The physics is fairly simple, an electrified train takes its power from overhead power lines, via an on-board transformer. Faster trains need more power, more power means more heat generated through the transformer. Of course, more heat and strain on the transformer inevitably increases the risk of wear and tear, malfunction and the potential for on-board fires.
Demand for electricity on trains has also soared in recent times in line with customer preference for ancillaries such as wi-fi, power sockets for laptops and phones, enhanced catering and lighting. This is particularly true as developing societies become more affluent and their travellers’ requirements more exacting.

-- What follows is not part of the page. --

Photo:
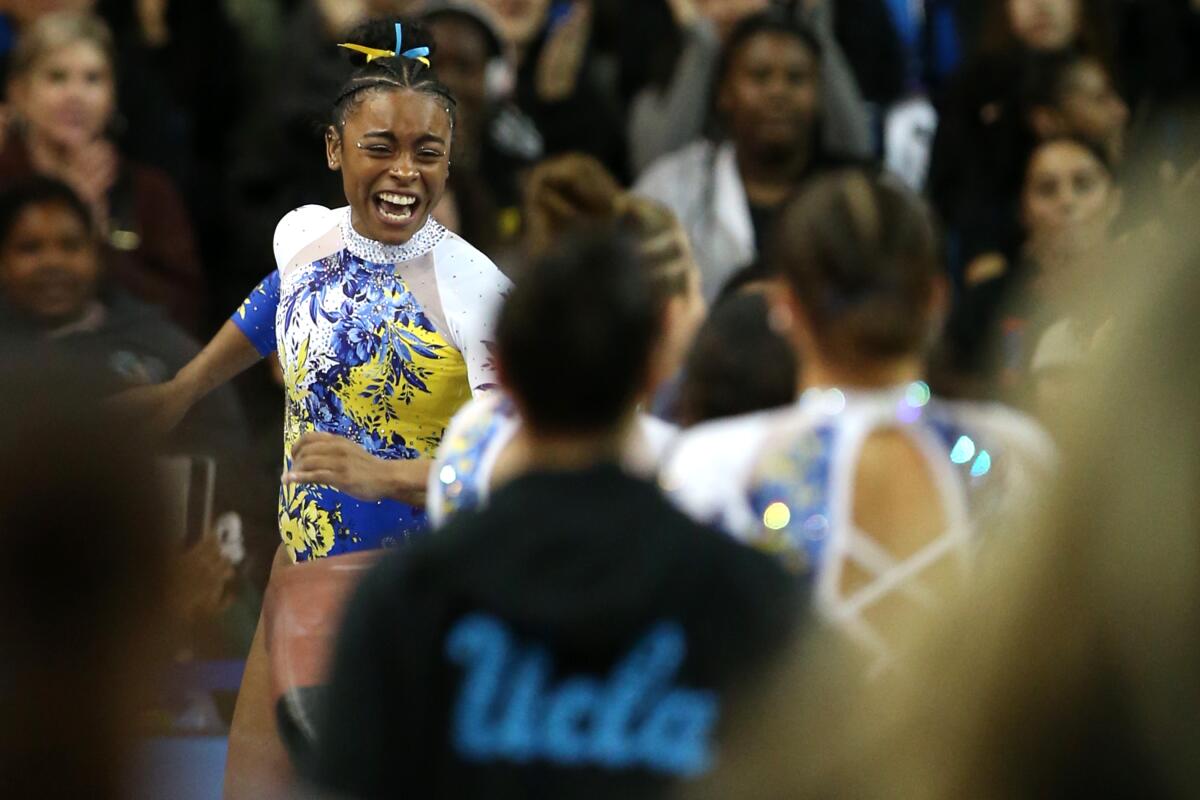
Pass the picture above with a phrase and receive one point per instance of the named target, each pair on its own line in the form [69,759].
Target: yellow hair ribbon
[373,53]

As a result, multiple transformers per carriage are now required where one per train was once enough. Electrical Multiple Units are now in common use around the world – train carriages, each one powered by electricity, which together form one train. Even in these cases, where many transformers are used and distributed throughout the rolling stock, a significant reduction in power would occur if even one of the transformers on the train were to fail, meaning a reduction in speed and acceleration.
All these factors increase the need for light, adaptable, safe, reliable systems that remain stable and cool under considerable stresses. Until recently it was only possible to do so while trains travelled at speeds far slower than current high-speed fleets.

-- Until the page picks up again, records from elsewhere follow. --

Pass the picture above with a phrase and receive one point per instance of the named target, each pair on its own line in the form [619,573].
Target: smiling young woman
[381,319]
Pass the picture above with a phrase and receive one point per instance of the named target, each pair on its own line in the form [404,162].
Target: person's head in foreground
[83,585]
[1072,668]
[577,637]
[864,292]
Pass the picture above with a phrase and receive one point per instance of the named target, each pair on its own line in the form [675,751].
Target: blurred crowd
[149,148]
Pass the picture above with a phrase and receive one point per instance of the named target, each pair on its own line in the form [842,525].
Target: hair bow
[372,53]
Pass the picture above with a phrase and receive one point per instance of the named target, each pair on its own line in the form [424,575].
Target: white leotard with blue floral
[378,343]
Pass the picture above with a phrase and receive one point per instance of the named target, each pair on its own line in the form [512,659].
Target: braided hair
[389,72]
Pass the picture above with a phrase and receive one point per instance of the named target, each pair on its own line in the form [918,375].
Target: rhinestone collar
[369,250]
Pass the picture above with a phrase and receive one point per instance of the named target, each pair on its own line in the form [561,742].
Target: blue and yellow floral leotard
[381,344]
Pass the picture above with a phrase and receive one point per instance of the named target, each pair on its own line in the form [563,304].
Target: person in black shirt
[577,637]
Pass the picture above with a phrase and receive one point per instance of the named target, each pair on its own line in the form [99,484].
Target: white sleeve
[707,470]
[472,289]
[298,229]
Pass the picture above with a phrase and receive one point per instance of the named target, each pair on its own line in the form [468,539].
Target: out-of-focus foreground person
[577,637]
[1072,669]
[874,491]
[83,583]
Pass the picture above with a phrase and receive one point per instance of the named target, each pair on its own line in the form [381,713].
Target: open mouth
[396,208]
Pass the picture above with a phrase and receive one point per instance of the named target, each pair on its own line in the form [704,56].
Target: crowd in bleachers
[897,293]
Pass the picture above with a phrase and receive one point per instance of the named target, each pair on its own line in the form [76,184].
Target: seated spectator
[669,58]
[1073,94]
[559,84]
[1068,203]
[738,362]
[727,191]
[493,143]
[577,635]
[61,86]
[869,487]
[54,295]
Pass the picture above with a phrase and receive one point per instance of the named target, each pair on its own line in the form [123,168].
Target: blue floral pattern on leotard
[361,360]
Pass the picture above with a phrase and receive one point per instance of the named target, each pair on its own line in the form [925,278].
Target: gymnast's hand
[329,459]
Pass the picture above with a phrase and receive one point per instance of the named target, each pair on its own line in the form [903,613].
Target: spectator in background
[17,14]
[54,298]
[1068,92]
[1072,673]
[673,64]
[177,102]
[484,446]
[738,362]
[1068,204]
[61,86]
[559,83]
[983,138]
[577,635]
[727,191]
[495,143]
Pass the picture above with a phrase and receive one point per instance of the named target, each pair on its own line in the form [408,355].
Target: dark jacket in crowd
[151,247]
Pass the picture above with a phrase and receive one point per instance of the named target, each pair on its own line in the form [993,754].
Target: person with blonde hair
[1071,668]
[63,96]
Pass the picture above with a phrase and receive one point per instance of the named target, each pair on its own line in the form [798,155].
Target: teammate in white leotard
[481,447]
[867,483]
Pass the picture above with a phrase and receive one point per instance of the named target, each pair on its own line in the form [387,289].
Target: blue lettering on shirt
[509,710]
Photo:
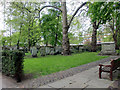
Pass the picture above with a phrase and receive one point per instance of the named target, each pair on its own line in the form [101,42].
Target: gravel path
[43,80]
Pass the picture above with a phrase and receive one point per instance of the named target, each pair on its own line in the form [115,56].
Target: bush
[12,63]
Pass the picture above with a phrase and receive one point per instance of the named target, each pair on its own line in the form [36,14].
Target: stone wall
[108,48]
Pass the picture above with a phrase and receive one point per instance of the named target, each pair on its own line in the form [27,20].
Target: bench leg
[111,74]
[100,73]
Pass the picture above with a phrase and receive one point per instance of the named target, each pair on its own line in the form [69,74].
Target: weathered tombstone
[34,51]
[52,51]
[47,50]
[42,51]
[108,48]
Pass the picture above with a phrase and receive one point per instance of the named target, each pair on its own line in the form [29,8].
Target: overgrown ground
[51,64]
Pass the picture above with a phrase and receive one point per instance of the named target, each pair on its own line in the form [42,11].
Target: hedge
[12,63]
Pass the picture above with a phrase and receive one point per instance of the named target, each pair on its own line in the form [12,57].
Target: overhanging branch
[76,13]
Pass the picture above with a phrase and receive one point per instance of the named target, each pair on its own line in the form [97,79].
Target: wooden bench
[115,63]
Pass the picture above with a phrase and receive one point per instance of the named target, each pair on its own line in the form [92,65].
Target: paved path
[84,76]
[85,79]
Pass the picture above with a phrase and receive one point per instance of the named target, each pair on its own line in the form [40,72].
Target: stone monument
[108,48]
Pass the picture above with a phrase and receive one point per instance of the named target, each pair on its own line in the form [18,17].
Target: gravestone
[108,48]
[42,51]
[34,51]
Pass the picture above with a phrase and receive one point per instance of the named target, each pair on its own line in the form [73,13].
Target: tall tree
[99,13]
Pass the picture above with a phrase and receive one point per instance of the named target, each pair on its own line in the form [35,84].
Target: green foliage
[12,63]
[51,64]
[100,11]
[51,28]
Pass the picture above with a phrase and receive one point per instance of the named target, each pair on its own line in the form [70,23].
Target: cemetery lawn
[55,63]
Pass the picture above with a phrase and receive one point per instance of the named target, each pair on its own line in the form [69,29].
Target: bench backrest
[115,63]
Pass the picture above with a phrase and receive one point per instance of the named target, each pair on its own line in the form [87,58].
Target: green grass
[51,64]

This extra performance cannot come at the cost of extra weight or size, as this would likely impinge the efficiency of the train. So, solutions that keep the size of the transformers the same, or even smaller, while delivering gains in power output are what was required.
Enter, MIDEL 7131 synthetic ester fluid.
What is it?
Liquid-filled transformers use dielectric, insulating fluids in order to regulate temperature, and therefore stability and reliability. These fluids can take many forms but as well as being excellent electrical insulators, such fluids also need good thermal conductivity in order to function. Up to now mineral oil has been the fluid of choice; however, this fluid has a fire point of around 160° C, which, given the operating temperatures of transformers when in use, means fire could occur if any leakage were to happen.

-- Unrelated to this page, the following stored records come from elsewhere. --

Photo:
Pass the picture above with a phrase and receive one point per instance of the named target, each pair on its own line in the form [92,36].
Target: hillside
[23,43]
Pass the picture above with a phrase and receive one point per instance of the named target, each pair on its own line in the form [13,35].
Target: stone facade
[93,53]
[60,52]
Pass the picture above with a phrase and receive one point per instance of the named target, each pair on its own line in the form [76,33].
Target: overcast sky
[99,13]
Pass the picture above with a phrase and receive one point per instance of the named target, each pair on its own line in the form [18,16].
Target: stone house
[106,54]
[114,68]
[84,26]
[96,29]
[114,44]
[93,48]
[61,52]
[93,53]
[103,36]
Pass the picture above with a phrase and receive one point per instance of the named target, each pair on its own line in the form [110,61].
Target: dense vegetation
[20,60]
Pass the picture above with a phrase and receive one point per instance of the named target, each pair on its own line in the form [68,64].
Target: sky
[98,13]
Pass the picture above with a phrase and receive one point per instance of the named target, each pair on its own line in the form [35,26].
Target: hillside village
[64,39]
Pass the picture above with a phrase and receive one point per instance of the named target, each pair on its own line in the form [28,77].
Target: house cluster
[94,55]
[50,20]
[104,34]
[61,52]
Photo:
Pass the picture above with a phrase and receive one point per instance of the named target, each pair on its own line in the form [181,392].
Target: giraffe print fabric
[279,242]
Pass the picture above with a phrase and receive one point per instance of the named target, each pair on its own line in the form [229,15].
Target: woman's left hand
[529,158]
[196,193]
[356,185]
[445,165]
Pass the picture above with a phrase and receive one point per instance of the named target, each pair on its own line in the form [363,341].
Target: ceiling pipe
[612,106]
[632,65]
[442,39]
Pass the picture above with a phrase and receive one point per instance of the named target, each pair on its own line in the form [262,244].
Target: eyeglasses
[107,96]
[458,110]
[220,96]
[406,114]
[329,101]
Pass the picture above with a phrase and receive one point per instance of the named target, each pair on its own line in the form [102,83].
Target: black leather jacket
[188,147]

Fortunately, there are alternatives. MIDEL synthetic ester fluid was developed specifically to be used as a transformer dielectric fluid. Its robust characteristics meant it was quickly adapted for use across many sectors and applications. Crucially, it has a very low pour point and proven oxidation stability, making it suitable for liquid operating temperatures between -56° C all the way through to extremely high ambient temperatures. In addition, its composition means that on top of vastly increased fire safety margins and stability, it is biodegradable. This gives a lower environmental impact in the event where the liquid is spilled or leaks from the train’s on-board transformer.
In short, this means that operating at extremely high speeds, on tracks often elevated to navigate challenging terrain, across multiple fluctuations in power supply and load, now became possible.
The future’s future
The use of this particular synthetic ester continues to grow in rolling stock around the world, from Europe, to the US, Russia and Asia.
The fluid’s chemical composition continues to prompt and facilitate innovation in transformer manufacturers, who look to design and build smaller and slimmer transformers that can perform safely under fluctuating loads.
Right now, it seems, the only thing slowing the uptake of MIDEL synthetic ester fluid is the imagination of the high-speed world around it.
Steve Jones is MIDEL’s Sales Director for the EMEA region.